El gobierno podría haber declarado duelo nacional, pero sería pedirle peras al pino plástico. Homenajes, igual, no faltaron: desde la masiva caravana fúnebre hasta una viralizada viñeta de Francisco Olea que la muestra a punto de encontrarse con los suyos en algo así como el Cielo, pasando por un sentido saludo de Bachelet y los vibrantes recuerdos de su compañero de lucha Mariano Puga. También circuló la crónica donde Lemebel, ante la imagen de su amiga, se preguntaba “cómo se nace de nuevo después de tanto infierno, me digo, recordando la vez que le ofrecí un pito de marihuana y ella me dijo: Si tantas cosas me han pasado, no creo que esto me haga tan mal”.
Ana González, como Carmen Hertz y otras bravas de la historia chilena, nos recuerda que ese ser humano que puede parir es capaz de infinitamente mayor resistencia y atrevimiento que cualquier macho recio o milico fuera de quicio.

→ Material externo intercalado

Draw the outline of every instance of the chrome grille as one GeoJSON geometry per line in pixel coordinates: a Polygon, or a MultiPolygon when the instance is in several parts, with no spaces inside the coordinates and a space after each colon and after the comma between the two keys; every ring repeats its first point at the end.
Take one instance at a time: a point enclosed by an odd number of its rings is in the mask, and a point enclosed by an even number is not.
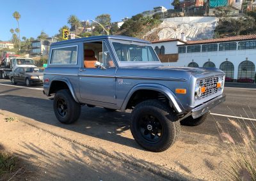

Más coraje y honor tuvo, por lo pronto, que sus verdugos acuartelados en su brutalidad y acolchonados por cómplices pasivos, como alguien por ahí les llamó.
En tiempos de Bolsonaro, que reivindica la tortura sin más, cuando aparece poco menos que como choreza el relativizar el horror de Estado, la figura de Ana seguirá viva y creciendo para hacer ver como irreductible –imperdonable, inolvidable, inaceptable– lo irreductible: el respeto a la vida ajena.
El 5 de octubre la revista Palabra Pública publicó una entrevista –la última– donde Ana González repasa su vida y la carta que en 2004 le mandó a Cheyre: “Los porfiados hechos”, le dice al entonces incuestionado Comandante en Jefe del Ejército, “lo llevan a un único camino: la impunidad no puede ser el epílogo de esta tragedia nacional”.